Betapa kagetnya Erick karena yang menjawab bukanlah seseorang yang ia khawatirkan.
"Oh, My Angel? Panggilan yang cukup menarik untuk memanggil perempuan yang sebentar lagi akan menjadi istri seseorang, kurasa kau tidak sopan, bukan?" sambung Yafizan terkekeh dengan sinis. Soully masih terus berusaha meraih ponselnya.
"Apa maksudmu? Cepat kau berikan ponselnya pada Soully." Erick masih dengan tenang menahan suara yang sebenarnya tertekan.
"Kurasa aku hanya akan memberitahumu sekali ini saja. Mulai saat ini, setelah aku menutup teleponnya, maka detik itu juga kau tak usah menghubungi istriku lagi!" tegas Yafizan lalu menutup pembicaraannya dengan sepihak. Erick yang merasa kesal, melemparkan ponselnya, frustasi.

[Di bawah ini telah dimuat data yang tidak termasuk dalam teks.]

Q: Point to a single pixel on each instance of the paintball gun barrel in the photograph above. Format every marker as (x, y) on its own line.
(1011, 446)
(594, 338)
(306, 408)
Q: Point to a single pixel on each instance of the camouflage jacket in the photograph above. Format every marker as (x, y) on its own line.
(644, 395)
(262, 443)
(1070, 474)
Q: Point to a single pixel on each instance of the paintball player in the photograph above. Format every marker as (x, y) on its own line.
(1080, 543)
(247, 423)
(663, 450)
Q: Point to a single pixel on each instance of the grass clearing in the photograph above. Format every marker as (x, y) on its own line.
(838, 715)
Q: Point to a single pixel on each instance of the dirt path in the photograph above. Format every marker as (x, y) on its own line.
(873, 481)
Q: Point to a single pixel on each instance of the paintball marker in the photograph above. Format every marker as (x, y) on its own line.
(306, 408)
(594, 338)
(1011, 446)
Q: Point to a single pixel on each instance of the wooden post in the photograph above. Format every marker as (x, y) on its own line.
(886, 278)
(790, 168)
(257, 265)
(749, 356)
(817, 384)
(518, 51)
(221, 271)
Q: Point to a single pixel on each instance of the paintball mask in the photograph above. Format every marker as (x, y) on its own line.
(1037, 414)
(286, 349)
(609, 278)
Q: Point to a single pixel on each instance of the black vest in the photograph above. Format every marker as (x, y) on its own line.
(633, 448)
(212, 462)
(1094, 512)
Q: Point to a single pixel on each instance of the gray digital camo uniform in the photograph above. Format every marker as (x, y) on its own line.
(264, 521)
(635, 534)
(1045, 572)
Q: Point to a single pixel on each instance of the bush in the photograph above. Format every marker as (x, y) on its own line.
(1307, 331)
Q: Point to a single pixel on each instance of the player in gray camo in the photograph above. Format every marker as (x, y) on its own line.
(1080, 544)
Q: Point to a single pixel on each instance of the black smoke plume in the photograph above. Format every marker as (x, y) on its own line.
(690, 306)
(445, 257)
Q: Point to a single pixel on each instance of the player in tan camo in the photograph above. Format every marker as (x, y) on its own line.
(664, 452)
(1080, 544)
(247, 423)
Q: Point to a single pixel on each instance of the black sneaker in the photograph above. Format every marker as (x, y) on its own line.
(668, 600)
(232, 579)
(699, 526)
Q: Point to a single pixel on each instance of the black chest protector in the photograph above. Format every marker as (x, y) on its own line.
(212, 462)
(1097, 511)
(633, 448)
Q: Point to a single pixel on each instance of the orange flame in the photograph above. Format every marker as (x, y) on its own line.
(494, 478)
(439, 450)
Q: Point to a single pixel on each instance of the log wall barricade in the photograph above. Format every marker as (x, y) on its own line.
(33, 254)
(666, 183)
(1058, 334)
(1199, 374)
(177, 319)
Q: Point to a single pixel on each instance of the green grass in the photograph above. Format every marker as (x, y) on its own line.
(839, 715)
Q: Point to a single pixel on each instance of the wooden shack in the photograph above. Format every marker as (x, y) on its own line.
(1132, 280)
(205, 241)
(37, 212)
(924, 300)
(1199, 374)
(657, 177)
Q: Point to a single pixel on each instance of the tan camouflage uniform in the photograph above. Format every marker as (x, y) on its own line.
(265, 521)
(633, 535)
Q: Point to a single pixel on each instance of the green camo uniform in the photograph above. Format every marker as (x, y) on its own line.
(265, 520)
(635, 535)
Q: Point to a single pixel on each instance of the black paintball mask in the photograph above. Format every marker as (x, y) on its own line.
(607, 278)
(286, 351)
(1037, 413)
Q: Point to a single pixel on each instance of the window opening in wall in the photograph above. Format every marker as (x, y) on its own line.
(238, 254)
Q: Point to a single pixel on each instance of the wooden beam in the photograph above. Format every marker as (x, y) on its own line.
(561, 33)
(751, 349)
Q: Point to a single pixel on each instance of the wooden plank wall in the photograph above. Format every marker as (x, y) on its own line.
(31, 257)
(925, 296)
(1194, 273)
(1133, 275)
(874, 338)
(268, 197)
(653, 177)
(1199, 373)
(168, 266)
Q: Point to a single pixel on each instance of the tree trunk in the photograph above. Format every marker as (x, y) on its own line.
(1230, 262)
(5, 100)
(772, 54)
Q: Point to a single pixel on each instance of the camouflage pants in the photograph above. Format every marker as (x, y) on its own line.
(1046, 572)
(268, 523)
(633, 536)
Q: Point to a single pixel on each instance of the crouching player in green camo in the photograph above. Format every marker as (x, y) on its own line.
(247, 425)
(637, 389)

Ditekannya tombol untuk menurunkan kaca jendela mobil. Soully yang melihat seolah tahu apa yang akan dilakukan Yafizan, dia memberontak meraih ponselnya. Tubuh mungil Soully semakin mendekat dan tanpa sadar ia duduk di kedua paha Yafizan. Yafizan menatap Soully karena tubuh mungilnya menumpu di atas tubuhnya. Sementara tangan kanannya tetap konsisten menggenggam ponsel milik Soully. Mengarahkan tangannya keluar jendela mobil yang sudah terbuka kacanya.
"Tolong kembalikan ponselku!" mohon Soully memelas. "Jangan lakukan hal bodoh, tolong..."
Tanpa mengalihkan pandangannya, Yafizan masih menatap wajah Soully yang polos, tanpa diperhitungkan lagi Yafizan melepas ponsel Soully dari genggaman tangannya. Soully yang melihat tindakannya itu sontak melebarkan bulat matanya.
"TIDAK! Kau...apa yang kau lakukan?!" teriak Soully kesal.
Ditatapnya masih wajah Soully yang memang sedari tadi dekat dengan dirinya. Angin yang masuk melalui jendela mobil menyeruak dan menyibakkan anak-anak rambut Soully sehingga terlihat sungguh cantik dan seksi di mata Yafizan. Soully memang berwajah anggun dan polos, tanpa polesan make up pun dia tetap cantik natural. Tangan Soully sibuk menyibakkan anak-anak rambut yang berterbangan karena angin. Yafizan masih dengan sengaja tidak langsung menutup kaca jendelanya, karena dia merasa pemandangan di depannya saat ini begitu indah dan menggoda.
Yafizan menahan tangan Soully yang terus menerus menyibakkan rambutnya. Sementara dia masih terduduk di atas kedua paha Yafizan. Posisi mereka kini berhadapan. Soully kini tersadar karena dia tidak seharusnya duduk seperti itu. Soully hendak beranjak kembali untuk duduk di sebelah Yafizan. Namun ketika dia hendak beranjak, tangan Yafizan menahannya. Dia melingkarkan lengan kirinya pada pinggang Soully, sedang lengan kanannya menekan pundak Soully lalu tanpa permisi Yafizan mencium bibir ranum Soully. Mata Soully membulat, ini ciuman keduanya dengan Yafizan setelah ciuman pertama ketidaksengajaannya saat terjatuh dari tangga lipat ketika dia bekerja.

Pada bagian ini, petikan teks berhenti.